Au cœur de la Paz, se dressent fièrement les murs rouges vifs de la Vierge des désirs. Propriété du collectif Mujeres Creando depuis le début des années 90, la bâtisse interpelle par le vent de lutte qui s’en dégage et s’impose avec une arrogance non dissimulée. Derrière les murs graffés de ce lieu de vie, une quarantaine de femmes « indiennes, putes et lesbiennes », comme elles se décrivent elles-mêmes, se forgent une image d'agitatrices de rue. « En faisant vivre ce collectif, nous nous efforçons de proposer un véritable modèle social, un mouvement idéologique. L’idée n’est pas seulement de faire parler des femmes et de leurs situations mais bel et bien de ce pourquoi elles se battent : leurs droits », livre sans vergogne Idoia, espagnole, membre active du collectif.
Dans ce pays, 70% de la population est contre l'avortement. Pourtant, selon une étude menée par le CIDEM (Centre d'Information et de Développement des femmes) en 2010 dans 5 villes boliviennes, plus de 65 000 avortements clandestins sont pratiqués chaque année, dans des conditions d’hygiène désastreuses. Et chaque jour, deux femmes meurent de complications de grossesse ce qui classe tristement la Bolivie derrière Haïti comme pays le plus touché par la mortalité maternelle en Amérique Latine.
Si un homme te viole, pour essuyer la honte de la famille, tu dois te marier avec lui
Les mains crispées autour d'un verre de limonade, Idoia s'agace, « Bolivie rime avec normes ancestrales. Si un homme te viole, pour essuyer la honte de la famille, tu dois te marier avec lui. De leur côté, les médecins réalisent des avortements sans anesthésie, en glissant : la prochaine fois vous préférerez accoucher ».
Dans le pays, une femme est assassinée tous les trois jours. Une triste constante, identique à celle de la France pour un pays plus de six fois moins peuplé. Malgré la loi intégrale de mars 2013 qui devait garantir aux femmes une vie libre de violence, la grande majorité des crimes restent impunis. Si, dans ce contexte, l'heure de la révolution sexuelle ou de l’émancipation des femmes n’a pas encore sonné, les militantes de Mujeres Creando s’acharnent pour aider celles que le gouvernement abandonne lâchement.
Dans les rues bruyantes de cette cité d’altitude, elles se retrouvent pour manifester, crier leur colère et peindre des slogans provocateurs sur les murs des villes du pays pour marquer les esprits et occuper l’espace public : « Si Evo (Morales, président bolivien depuis 2006, ndlr) avait un utérus, l’avortement serait dépénalisé », ou « Aucune femme ne naît pour devenir 'pute'. »

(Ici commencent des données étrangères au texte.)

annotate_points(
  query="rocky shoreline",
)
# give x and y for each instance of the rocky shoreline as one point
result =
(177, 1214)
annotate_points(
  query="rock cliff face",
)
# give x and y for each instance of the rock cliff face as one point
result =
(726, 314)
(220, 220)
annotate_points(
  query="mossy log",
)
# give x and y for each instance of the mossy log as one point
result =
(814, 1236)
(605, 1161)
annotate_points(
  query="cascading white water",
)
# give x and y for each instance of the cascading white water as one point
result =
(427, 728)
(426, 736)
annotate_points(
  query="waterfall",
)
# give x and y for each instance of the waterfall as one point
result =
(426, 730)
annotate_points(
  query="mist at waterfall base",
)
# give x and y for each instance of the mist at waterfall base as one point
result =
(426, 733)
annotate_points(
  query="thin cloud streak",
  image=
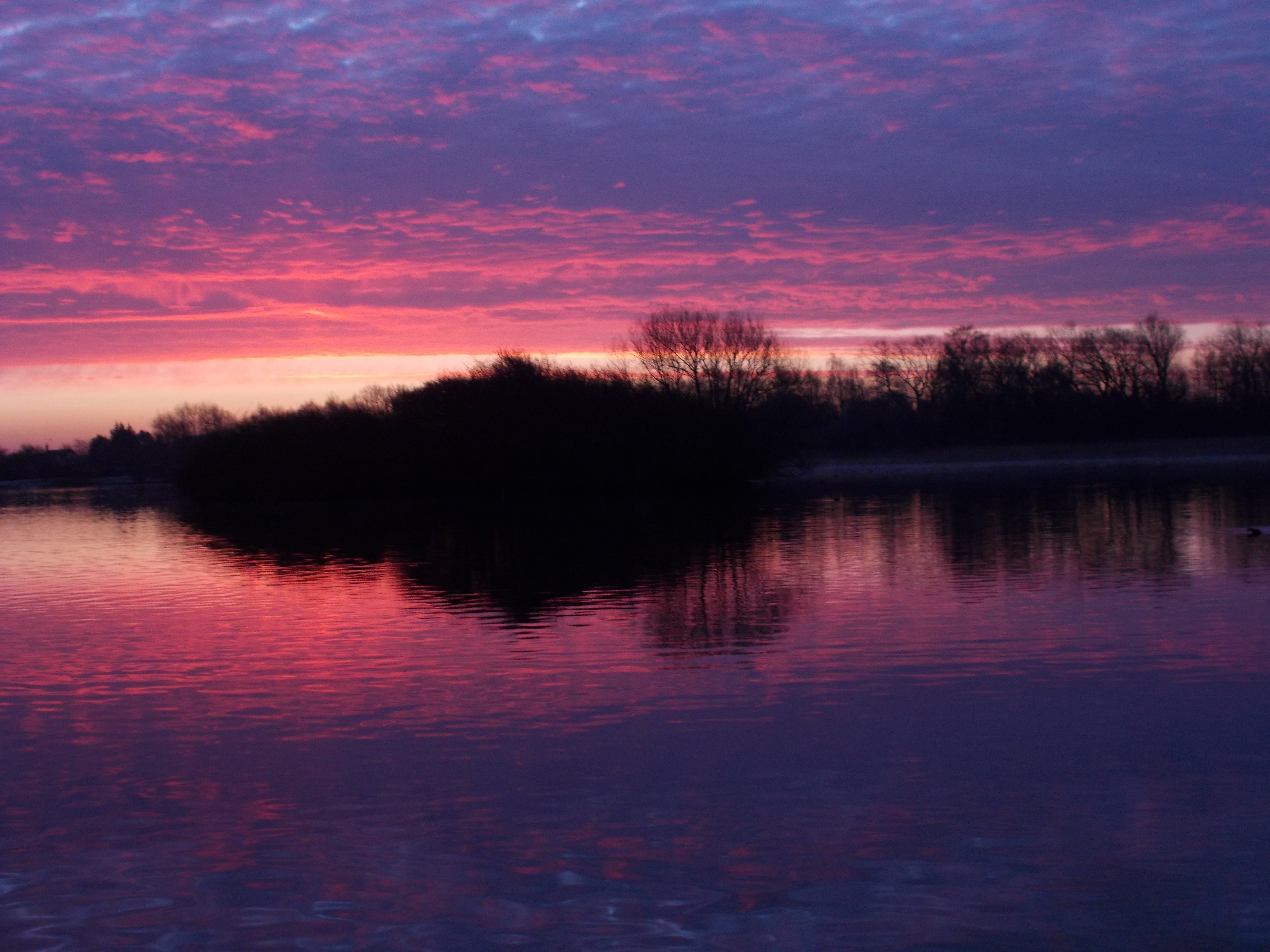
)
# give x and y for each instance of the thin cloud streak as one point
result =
(205, 180)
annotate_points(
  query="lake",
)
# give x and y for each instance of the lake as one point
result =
(985, 718)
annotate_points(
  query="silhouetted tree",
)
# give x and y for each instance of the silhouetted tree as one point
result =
(730, 361)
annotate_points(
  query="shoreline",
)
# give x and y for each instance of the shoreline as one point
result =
(1198, 456)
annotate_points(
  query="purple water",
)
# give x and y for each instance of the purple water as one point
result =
(1016, 718)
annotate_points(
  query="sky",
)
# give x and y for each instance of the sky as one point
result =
(266, 202)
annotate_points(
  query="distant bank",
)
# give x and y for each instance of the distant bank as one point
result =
(1113, 459)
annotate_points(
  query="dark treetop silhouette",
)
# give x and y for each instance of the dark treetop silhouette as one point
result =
(712, 403)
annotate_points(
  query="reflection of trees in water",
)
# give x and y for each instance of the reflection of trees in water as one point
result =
(727, 605)
(1127, 531)
(691, 563)
(727, 577)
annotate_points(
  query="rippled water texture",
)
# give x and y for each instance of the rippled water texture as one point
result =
(1011, 719)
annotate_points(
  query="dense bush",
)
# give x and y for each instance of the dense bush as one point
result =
(713, 403)
(513, 426)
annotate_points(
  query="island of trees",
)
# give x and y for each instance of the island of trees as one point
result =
(703, 402)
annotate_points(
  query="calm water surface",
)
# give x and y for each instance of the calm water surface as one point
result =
(1034, 718)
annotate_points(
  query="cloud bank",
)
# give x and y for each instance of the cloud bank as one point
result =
(193, 181)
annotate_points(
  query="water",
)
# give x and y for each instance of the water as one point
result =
(1030, 718)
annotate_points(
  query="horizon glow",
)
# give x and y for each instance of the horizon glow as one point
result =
(192, 182)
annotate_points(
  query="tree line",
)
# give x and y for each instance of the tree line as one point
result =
(701, 402)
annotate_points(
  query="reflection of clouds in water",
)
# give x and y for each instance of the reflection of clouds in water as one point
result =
(731, 605)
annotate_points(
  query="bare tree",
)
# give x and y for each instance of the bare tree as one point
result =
(723, 360)
(1161, 343)
(1112, 361)
(1234, 367)
(907, 370)
(191, 421)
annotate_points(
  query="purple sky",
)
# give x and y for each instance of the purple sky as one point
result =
(195, 181)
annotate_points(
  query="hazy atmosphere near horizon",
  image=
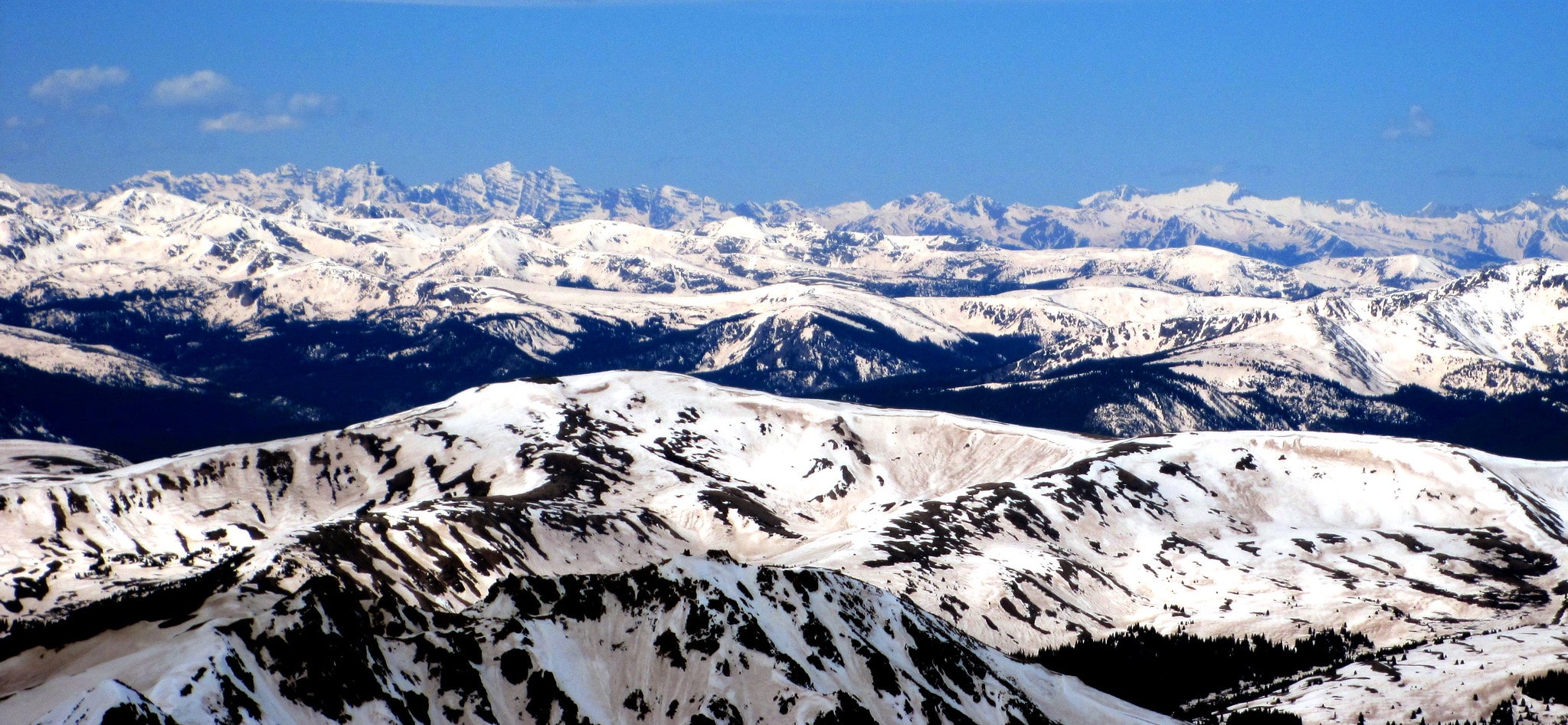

Au 20 calle de Octubre, dans la maison bariolée des Mujeres Creando, les femmes trouvent donc un refuge et la force de reprendre confiance en elles. Et chaque jour, alors que Marcela s'active déjà à installer son étal de fruits et légumes, la Vierge des désirs s’éveille au petit matin. Certaines s’activent pour cuisiner une « fricassée de macho » ou la « vulve de Marie », d’autres filent à un cours d’auto-défense, de guitare ou s’occuper des enfants déposés à la garderie, au bout du couloir.
Les plus loquaces, font entendre leur voix sur Radio Deseo, la station de la maison. Le programme incontournable : la liste des machos violents. A l'antenne, les noms, professions, emplois et même adresse des hommes accusés de viols, de violences ou de refus de payer la pension alimentaire, sont énumérés. « C'est une forme de pression réellement puissante. Sans crier gare nous faisons irruption dans le quotidien des auditeurs, nous interrompons leur ronron ». Ces femmes en sont certaines : « sans soulèvement populaire la Bolivie restera figée dans ses représentations machistes et patriarcale où la femme ne peut être qu’une mère et une épouse voire un objet ».